[Pao-Yang Chen] Dynamics of the Methylome and Transcriptome during the Regeneration of Rice

Figure: Methylome and transcriptome analysis during rice regeneration.

We collected embryo, callus (induction, subculture), failed and successful regenerants from japonica and indica rice, and performs whole genome bisulfite sequencing and RNA-seq. From the analysis we see significant cluster in methylome and transcriptome based on cultivars, suggesting DNA methylation might be a factor of impacting the efficiency of rice regeneration.

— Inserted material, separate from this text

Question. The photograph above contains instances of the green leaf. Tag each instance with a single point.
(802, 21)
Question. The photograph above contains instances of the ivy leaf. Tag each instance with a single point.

Oryza sativa indica (cv. IR64) and Oryza sativa japonica (cv. TNG67) vary in their regeneration efficiency. Such variation may occur in response to cultural environments that induce somaclonal variation. Somaclonal variations may arise from epigenetic factors, such as DNA methylation. We hypothesized that somaclonal variation may be associated with the differential regeneration efficiency between IR64 and TNG67 through changes in DNA methylation. We generated the stage-associated methylome and transcriptome profiles of the embryo, induced calli, sub-cultured calli, and regenerated calli (including both successful and failed regeneration) of IR64 and TNG67. We found that stage-associated changes are evident by the increase in the cytosine methylation of all contexts upon induction and decline upon regeneration. These changes in the methylome are largely random, but a few regions are consistently targeted at the later stages of culture. The expression profiles showed a dominant tissue-specific difference between the embryo and the calli. A prominent cultivar-associated divide in the global methylation pattern was observed, and a subset of cultivar-associated differentially methylated regions also showed stage-associated changes, implying a close association between differential methylation and the regeneration programs of these two rice cultivars. Based on these findings, we speculate that the differential epigenetic regulation of stress response and developmental pathways may be coupled with genetic differences, ultimately leading to differential regeneration efficiency. The present study elucidates the impact of tissue culture on callus formation and delineates the impact of stage and cultivar to determine the dynamics of the methylome and transcriptome in culture.